Return on investment

Return on investment: Not applicable / Not available

Track record of sharing

DigiTV is the first and only example of such national collaborative working with 70 local authorities all using the same technology to publish on a range of platforms. As detailed previously, all the partners who use the DigiTV technology would not be able to present their services on DiTV without DigiTV as the business case on an individual case would not be forthcoming. A number of our partners who work in local collaboration with their neighbours and service partners have really taken the opportunity to build on the central technology and make it more locally relevant. E@SYConnecnts for instance has built numerous plugin services which are now equally available on DiTV, mobile as well as online.
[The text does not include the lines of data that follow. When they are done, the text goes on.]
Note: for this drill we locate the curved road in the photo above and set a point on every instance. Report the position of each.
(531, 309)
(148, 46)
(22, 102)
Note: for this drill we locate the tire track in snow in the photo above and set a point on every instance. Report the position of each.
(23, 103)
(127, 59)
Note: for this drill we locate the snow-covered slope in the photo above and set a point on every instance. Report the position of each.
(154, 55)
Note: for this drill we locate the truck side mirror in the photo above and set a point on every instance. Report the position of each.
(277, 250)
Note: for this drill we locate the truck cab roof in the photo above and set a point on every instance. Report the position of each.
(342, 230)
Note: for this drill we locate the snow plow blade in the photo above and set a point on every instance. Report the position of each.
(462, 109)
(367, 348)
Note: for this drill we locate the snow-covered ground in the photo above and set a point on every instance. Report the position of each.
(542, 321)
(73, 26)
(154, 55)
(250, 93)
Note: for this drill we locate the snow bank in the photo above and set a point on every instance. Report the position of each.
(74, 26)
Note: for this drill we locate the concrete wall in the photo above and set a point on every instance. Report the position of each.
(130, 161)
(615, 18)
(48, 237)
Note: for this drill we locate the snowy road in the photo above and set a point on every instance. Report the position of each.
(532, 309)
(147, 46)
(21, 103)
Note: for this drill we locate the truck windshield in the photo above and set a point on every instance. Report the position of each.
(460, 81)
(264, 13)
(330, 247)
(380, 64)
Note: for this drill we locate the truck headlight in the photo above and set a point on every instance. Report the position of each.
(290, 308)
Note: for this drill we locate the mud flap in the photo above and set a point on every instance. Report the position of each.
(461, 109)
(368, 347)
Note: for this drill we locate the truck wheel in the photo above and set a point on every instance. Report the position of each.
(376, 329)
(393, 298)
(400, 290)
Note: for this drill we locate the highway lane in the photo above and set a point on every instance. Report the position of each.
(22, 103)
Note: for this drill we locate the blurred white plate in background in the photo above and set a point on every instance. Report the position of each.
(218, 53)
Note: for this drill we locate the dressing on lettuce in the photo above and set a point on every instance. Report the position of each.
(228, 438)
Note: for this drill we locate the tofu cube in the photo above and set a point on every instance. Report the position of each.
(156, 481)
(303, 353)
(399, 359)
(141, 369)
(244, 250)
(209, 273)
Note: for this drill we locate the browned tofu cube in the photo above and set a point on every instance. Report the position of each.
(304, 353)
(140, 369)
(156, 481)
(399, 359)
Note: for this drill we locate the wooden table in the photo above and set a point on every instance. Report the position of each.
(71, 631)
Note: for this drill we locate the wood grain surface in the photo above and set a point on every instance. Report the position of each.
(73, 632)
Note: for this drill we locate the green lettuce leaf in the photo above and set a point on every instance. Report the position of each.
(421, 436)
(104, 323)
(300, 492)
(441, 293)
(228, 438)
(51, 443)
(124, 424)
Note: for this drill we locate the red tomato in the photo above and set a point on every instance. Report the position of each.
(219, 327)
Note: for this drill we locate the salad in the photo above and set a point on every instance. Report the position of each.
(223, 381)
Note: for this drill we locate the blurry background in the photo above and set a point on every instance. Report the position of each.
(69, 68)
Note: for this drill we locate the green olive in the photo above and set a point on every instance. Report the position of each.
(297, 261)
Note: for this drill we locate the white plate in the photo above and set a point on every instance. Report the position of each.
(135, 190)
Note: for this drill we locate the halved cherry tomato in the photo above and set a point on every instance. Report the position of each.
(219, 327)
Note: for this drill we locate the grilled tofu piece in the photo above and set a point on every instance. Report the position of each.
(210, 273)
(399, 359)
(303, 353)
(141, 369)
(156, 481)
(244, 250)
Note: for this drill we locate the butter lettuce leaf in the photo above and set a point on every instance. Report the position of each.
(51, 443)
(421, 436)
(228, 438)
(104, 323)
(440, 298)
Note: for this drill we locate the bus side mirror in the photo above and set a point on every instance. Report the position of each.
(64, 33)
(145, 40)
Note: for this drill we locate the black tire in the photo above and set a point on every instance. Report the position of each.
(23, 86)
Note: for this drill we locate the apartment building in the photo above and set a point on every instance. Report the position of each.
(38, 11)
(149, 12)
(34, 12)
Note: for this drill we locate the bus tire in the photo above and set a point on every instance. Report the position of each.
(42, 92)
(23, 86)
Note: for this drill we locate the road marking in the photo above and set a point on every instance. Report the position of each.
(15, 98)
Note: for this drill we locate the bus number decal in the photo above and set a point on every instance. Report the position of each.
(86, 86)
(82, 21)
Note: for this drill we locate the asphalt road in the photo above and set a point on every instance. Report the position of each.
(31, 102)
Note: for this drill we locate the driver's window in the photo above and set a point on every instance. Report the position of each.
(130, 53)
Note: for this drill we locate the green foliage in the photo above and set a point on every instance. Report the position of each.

Adding the ability to book doctors appointments or check a rent account, request a housing repair or plan a journey has enhanced their citizen focused services. Their commitment to a multi-channel delivery has won them numerous accolades and put them at the forefront of shared service delivery in the UK. DigiTV regularly shares best practice with partners, whether by emails, training, workshops or via the bureau service. The bureau option is a service we supply resource strapped local authorities, who cannot find the people to build or maintain the service. DigiTV has collated best practice from over the years and built a standard site which can be deployed with minimum effort from the partner, but offer them a relevant and usable service with no resource. DigiTV also offers to maintain this presence or hand it over for local management where appropriate.

Lessons learnt

Lesson 1 - Digital divide does not need to exist. The digital divide has been growing in the UK at an alarming rate. With government concentrating on those citizens with PC access and skills, thousands with no access, ability or interest have been left behind. Many households in the lower socio economic groups have DiTV and a high usage of government services, and over 85% of the adult UK population owns a mobile phone. DigiTV has given local government the tools to fairly offer services to all the in community and reap the efficiencies that lie within. Lesson 2 - Central negotiation works. DigiTV proved that negotiating with platform operators on behalf of the whole of local government, brought millions of pounds of savings as well as one common working practice. Lesson 3 - One technology can fit all and be able to adapt to changing requirements. From the start DigiTV took the position that DiTV would change as a delivery platform and user requirements would scale, so built in to the core of the project the need for our technology to adapt. DigiTV has been able to move with partner, platform, technical and citizen expectations and requirements with minimum cost and without needing to re-architect the technology.